SPECIFICATION OF SVZ CELLS
How do embryonic origins of SVZ cells influence their specification? The SVZ is composed of a heterogeneous mixture of cells from different lineages. Some SVZ cells become specified as astroblasts or oligodendroblasts (Levison and Goldman, 1993; Luskin and McDermott, 1994; Parnavelas, 1999). Others remain uncommitted as glioblasts until they migrate into the overlying parenchyma, where they diverge into lineages of astrocytes or oligodendrocytes (Levison et al., 1993; Zerlin and Goldman, submitted). Many SVZ cells appear to commit to a neuronal lineage and take a rostral migratory route toward the olfactory bulb, where they give rise to interneurons (Luskin et al., 1993; Lois and Alvarez-Buylla, 1994). Still, a subset of SVZ cells may remain multipotent (Fig. 1B). Clonal analyses of progenitors isolated from the LGE (He et al., 2001) and the postnatal dorsolateral SVZ (Levison and Goldman, 1997) demonstrate the potential of many of these immature cells to give rise to both neurons and glia in vitro. Phenotypic specification may occur within the SVZ or even after emigration from the SVZ. In vivo, instructive or permissive factors enable some precursor cells to migrate into the developing cerebrum while others remain within the SVZ. The extent to which a relationship exists between migration pathways and fate specification remains unknown.
ORIGINS OF OLIGODENDROCYTES
Recent work has described a ventral origin and specification of telencephalic oligodendrocytes during embryonic development (for review, see Woodruff et al., 2001). Before birth, progenitors isolated from the rat striatum have a much greater competence to generate oligodendrocytes in vitro than those harvested from cerebral cortex. However, progenitors from the postnatal cerebral cortex have the potential to give rise to significant numbers of oligodendrocytes (Birling and Price, 1998). One popular interpretation of this phenomenon is that all oligodendrocyte precursors are specified by Shh and migrate into the dorsal telencephalon during the course of embryogenesis (Woodruff et al., 2001). This interpretation is based on studies in which a gradient of DM-20, an alternatively spliced isoform of myelin proteolipid protein, and platelet-derived growth factor receptor-α (PDGFR-α) expression emanates from the anterior entopeduncular area (AEP) and extends into select regions of the telencephalon (Pringle and Richardson, 1993; Spassky et al., 1998; Tekki-Kessaris et al., 2001). Further work using chick/quail and chick/mouse chimeras demonstrates that many of these early oligodendrocyte precursors, which are specified and differentiate during embryogenesis, originate within the AEP (Olivier et al., 2001). Moreover, this early population of oligodendrocytes colonizes the pallidum, striatum, lateral forebrain bundle, and lateral and ventral pallial areas of host telencephalon. However, AEP cells do not contribute oligodendrocytes to dorsal regions of the cerebral cortex.

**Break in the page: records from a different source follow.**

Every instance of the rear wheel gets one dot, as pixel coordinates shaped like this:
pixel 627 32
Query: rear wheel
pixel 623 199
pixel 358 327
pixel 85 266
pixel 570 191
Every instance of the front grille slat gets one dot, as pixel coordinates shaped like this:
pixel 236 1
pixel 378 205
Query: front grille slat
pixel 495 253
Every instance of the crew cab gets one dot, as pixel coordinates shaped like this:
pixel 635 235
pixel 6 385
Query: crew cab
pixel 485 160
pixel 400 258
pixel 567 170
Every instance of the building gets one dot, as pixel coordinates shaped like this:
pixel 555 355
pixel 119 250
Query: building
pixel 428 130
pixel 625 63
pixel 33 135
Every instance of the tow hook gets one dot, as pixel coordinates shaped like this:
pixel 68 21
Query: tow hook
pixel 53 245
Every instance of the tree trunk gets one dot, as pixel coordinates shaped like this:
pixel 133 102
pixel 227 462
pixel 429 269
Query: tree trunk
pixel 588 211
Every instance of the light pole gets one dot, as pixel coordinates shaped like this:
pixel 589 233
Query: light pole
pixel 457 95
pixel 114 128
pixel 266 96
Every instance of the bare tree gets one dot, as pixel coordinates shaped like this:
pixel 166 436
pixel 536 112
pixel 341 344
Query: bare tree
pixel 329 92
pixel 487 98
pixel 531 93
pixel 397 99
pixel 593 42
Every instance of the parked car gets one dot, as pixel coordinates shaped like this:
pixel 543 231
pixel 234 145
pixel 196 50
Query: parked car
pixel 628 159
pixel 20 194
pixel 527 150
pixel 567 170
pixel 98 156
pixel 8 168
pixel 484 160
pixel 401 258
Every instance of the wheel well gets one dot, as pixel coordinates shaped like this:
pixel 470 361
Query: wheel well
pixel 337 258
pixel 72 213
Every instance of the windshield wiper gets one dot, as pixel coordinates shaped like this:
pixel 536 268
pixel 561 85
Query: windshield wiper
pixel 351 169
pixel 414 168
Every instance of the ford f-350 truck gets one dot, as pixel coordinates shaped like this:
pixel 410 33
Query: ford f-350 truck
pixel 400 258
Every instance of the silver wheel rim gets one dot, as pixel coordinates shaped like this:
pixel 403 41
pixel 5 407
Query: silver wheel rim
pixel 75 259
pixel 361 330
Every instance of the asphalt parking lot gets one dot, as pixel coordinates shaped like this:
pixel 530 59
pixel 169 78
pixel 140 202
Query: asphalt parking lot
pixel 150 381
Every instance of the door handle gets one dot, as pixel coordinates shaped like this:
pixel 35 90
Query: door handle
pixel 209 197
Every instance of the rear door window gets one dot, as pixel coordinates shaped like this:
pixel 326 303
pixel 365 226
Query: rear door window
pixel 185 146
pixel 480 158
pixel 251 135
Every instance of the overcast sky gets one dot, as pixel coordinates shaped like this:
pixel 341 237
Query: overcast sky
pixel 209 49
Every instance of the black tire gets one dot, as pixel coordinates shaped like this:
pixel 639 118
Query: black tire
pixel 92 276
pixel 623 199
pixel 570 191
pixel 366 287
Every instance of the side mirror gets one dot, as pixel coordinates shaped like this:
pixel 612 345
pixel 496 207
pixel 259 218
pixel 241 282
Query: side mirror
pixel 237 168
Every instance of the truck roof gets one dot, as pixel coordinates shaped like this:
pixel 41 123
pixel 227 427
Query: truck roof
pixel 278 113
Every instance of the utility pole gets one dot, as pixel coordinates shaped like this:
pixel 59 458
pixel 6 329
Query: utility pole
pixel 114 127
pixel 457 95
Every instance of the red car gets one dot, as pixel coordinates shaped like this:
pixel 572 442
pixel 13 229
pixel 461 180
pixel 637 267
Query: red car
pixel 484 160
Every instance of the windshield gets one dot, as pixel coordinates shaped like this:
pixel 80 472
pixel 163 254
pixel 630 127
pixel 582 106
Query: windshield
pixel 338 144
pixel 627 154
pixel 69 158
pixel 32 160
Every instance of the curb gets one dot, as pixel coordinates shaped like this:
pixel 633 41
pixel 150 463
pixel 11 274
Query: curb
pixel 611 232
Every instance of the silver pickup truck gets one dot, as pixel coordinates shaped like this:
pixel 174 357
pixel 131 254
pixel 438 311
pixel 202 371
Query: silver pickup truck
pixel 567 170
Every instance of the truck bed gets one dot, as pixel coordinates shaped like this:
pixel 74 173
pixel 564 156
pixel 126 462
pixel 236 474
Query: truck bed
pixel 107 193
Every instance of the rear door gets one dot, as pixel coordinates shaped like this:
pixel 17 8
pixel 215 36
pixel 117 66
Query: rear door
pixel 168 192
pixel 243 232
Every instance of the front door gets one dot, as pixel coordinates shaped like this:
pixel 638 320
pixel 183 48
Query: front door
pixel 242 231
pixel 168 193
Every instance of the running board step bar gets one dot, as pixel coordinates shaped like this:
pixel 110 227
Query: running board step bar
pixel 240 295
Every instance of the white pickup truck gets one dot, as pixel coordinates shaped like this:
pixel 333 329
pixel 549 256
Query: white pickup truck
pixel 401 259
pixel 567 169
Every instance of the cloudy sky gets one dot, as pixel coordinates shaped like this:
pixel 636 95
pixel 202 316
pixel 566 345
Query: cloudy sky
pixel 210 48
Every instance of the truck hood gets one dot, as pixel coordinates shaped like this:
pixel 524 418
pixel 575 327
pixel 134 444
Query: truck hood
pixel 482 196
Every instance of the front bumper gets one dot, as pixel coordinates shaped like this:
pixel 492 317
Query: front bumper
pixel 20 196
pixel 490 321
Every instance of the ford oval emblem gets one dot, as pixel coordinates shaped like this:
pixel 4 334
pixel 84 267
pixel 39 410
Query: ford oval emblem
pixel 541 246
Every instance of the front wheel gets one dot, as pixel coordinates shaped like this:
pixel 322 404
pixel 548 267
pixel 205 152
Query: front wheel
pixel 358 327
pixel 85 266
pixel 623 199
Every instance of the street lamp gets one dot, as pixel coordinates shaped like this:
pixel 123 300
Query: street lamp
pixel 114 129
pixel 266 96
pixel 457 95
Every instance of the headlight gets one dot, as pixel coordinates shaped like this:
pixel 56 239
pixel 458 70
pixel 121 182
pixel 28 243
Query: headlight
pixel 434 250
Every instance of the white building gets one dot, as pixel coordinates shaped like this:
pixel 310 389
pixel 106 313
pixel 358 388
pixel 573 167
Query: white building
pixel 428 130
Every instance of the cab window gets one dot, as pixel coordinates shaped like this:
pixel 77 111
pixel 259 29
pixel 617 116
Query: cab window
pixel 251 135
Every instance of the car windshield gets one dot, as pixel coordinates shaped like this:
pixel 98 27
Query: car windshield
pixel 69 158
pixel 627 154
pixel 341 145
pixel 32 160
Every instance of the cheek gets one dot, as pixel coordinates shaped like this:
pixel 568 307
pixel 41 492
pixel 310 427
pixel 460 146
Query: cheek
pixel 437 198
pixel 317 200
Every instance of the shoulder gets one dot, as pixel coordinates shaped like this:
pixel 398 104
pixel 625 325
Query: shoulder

While this model provides insight into embryonic oligodendrogenesis, it does not account for those cells specified during the peak of gliogenesis within the first few postnatal weeks. Furthermore, it is unclear whether all oligodendrocytes are specified ventrally. Postnatally, progenitors emigrate from the SVZ into the striatum and white matter as well as the medial, dorsal, and lateral regions of the cerebral cortex, where some develop into oligodendrocytes (Levison and Goldman, 1993; Levison et al., 1993; Luskin and McDermott, 1994). Many of these cells are not irrevocably committed to an oligodendrocyte fate, as SVZ progenitors generate clones containing both astrocytes and oligodendrocytes in vivo (Levison and Goldman, 1993; Parnavelas, 1999; Zerlin and Goldman, submitted for publication) and mixed neuronal-glial clones in vitro (Levison and Goldman, 1997).
How can one reconcile the ventral specification of oligodendrocytes with the emergence of both astrocytes and oligodendrocytes from the postnatal SVZ? In one possible model, progenitors originate in the ventral telencephalon and migrate dorsally into the SVZ. Some are specified as oligodendrocyte precursors, while others represent astrocyte or neuronal precursors, or perhaps remain uncommitted. Ventral progenitors, which are competent to form oligodendrocytes but do not yet express common oligodendrocyte-specific markers, appear to migrate dorsally into the forming dorsolateral SVZ (Marshall and Goldman, 2002). Pringle et al. (1992) observed a lack of PDGFR-α expression by SVZ cells and an upregulation of the receptor only by cells that migrated into the surrounding parenchyma. Hence, it is possible that cells originating ventrally become competent to give rise to oligodendrocytes by exposure to extrinsic patterning factors such as Shh without committing to an oligodendrocyte lineage or necessarily expressing early oligodendrocyte markers such as DM-20 or PDGFR-α. These oligo-competent cells may remain as multipotent progenitors or glioblasts until they have migrated dorsally and taken residence within the SVZ. Alternatively, extrinsic factors within the postnatal SVZ, or even within the white matter or cortex, might serve to specify oligodendrocytes locally.
ORIGINS OF ASTROCYTES
The perinatal SVZ also generates astrocytes, which colonize the cerebral cortex, white matter, and striatum (Smart, 1961; Lewis, 1968a; Privat and Leblond, 1972; Paterson et al., 1973; Levison and Goldman, 1993; Luskin and McDermott, 1994). Zebrin II− precursors that emerge from the central perinatal SVZ initiate Zebrin II expression as they differentiate into astrocytes but not oligodendrocytes (Staugaitis et al., 2001). Indeed, Zebrin II is specifically expressed by astrocytes in the telencephalon as well as Bergmann glia, Purkinje cells, and astrocytes in the cerebellum of adult mammals, including humans (Thompson et al., 1982; Kumanishi et al., 1985; Ahn et al., 1994; Walther et al., 1998). The perinatal SVZ is a secondary source of astrocytes, temporospatially distinct from the embryonic ventricular zone (Luskin et al., 1988; Price and Thurlow, 1988), which generates astrocytes via a radial glial phenotype (Voigt, 1989). Although astrocytes derived from both sources express glial fibrillary acidic protein (GFAP) and form associations with blood vessels and synapses, it is possible that they possess qualities making them distinct from one another. The comparison of diverse classes among Zebrin II-expressing astrocytes may enable us to understand better the roles astrocytes serve in the normal and pathologic CNS.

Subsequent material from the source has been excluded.